True to its title, Nolan, along with co-screenwriter, David S. Goyer (BLADE), provide the audience with a truly authentic and well-rounded origin story. What is perhaps most impressive about their take is how original it feels considering its been told so many times before. We are introduced to Bruce Wayne (Christian Bale) when he is still just a child. While playing, he falls into a cave and is attacked by a colony of bats. While this scene doesn’t pretend to show that this is where Batman was born, it does, at the very least, show us where his fascination with the winged creature came from. Cut from his first bat encounter to years later, as he takes his first steps toward becoming Batman, fighting, as Wayne in plain clothes, in a Bhutanese prison against a number of opponents, before embarking on an intensive ninja training that leads to his ability to appear invisible and his flare for the theatrical. These choices are so well rooted in believable reality that for the first time I can account for, Batman seems like someone who could actually exist.

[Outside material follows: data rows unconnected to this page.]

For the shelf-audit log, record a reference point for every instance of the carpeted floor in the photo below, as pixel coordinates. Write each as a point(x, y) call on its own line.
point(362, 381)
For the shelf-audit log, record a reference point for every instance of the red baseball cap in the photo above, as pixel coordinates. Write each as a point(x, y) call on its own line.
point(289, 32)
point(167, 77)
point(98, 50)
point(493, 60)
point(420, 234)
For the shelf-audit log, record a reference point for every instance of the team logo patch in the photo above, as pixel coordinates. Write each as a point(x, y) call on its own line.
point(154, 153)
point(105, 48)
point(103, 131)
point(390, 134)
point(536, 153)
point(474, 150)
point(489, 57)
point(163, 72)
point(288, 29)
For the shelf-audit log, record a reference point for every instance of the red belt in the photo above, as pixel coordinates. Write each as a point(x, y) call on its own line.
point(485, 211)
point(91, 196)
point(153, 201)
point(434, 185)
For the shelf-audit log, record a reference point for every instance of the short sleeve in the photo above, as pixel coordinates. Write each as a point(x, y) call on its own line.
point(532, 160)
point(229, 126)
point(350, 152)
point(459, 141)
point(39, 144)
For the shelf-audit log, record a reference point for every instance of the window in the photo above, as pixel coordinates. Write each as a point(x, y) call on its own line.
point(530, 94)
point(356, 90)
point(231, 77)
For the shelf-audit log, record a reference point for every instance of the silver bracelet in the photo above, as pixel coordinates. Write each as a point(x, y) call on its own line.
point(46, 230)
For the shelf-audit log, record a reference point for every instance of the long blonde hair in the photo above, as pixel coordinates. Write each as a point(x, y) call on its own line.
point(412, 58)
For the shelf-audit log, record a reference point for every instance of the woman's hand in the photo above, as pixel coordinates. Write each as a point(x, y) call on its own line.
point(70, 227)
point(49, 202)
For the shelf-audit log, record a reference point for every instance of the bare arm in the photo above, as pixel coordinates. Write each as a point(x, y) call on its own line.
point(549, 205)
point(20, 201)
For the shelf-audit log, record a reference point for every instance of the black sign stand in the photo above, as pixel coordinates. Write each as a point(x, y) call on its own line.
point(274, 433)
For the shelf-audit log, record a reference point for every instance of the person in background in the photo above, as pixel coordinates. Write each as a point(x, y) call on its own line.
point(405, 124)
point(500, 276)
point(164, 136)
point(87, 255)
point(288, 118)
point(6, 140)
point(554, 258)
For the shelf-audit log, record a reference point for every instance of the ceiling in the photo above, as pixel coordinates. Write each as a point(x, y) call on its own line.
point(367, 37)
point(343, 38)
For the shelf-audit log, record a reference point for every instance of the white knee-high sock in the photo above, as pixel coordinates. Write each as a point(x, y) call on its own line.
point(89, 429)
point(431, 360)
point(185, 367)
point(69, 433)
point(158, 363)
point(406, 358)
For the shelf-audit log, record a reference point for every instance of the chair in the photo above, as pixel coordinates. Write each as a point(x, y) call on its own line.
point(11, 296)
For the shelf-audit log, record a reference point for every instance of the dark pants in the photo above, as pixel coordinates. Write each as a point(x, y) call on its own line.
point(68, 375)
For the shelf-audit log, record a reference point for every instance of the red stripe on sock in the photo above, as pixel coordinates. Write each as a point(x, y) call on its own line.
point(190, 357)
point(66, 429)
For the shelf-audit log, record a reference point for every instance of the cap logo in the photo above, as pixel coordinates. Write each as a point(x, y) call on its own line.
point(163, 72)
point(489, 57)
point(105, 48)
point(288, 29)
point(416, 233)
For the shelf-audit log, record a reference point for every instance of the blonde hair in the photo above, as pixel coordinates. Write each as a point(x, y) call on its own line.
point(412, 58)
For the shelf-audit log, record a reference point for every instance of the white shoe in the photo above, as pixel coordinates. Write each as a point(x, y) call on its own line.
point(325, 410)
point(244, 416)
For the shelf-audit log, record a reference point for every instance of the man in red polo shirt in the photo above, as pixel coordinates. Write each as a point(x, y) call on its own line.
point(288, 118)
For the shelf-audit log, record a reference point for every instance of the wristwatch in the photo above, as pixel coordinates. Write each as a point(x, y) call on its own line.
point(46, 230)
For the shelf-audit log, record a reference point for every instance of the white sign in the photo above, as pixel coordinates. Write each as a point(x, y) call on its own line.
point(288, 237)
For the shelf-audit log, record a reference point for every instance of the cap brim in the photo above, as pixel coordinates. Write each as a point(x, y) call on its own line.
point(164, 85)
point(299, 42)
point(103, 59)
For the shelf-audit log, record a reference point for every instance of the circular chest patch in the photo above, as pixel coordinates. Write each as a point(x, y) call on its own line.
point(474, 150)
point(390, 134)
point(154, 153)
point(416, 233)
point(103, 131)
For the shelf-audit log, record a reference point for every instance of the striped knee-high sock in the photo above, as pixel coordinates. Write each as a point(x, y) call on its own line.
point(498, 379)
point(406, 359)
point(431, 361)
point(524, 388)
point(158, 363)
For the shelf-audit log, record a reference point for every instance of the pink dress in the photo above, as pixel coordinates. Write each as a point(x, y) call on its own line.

The main theme of BATMAN BEGINS is fear. Wayne is afraid of bats; he is afraid that ultimately he is responsible for his parents’ death; perhaps most significantly though, his fear has paralyzed him from participating in life since he was that small child. He learns, under the tutelage of Henri Ducard (Liam Neeson), not only how to face his fears but to have those same fears fuel his fury forward onto his enemies. Having found himself and a way to follow in his father’s footsteps by helping the good people of Gotham City (which is breathtaking in its glory days), Wayne grows up before our very eyes and Bale does a marvelous job at conveying this to his audience. We know he has a great spirit hidden far behind the self-imposed walls surrounding him; his supporters, and our superb supporting cast, from trusted butler and guardian, Alfred (Michael Caine) to childhood sweetheart and current Gotham City district attorney, Rachel Dawes (Katie Holmes), know what he can truly be if he lets it happen; the only person who still doesn’t see it is Wayne himself.


Just like you and I, Batman too has bats in his cave that plague him. Instead of cleaning them out though, he learns how to harness their power for the good of the many. With BATMAN BEGINS, Nolan redefines what it means to make a comic book movie. Unlike some other superheroes, Batman is just man. He just happens to have extensive training, enough money to equip himself with plenty of gadgets to take down his detractors, and a chip on his shoulder large enough to keep him doing it for the rest of his life. Nolan knows that this chip is what bonds Batman to the masses though. His mission to do right by the people of Gotham makes him a hero, but his somewhat selfish motivation to right the wrong that was done to his parents right before his eyes, taints his supposedly altruistic nature and makes him human. Batman has always been conflicted but never before has it been communicated on film in such a relatable way. And, never before, has it been so damn good.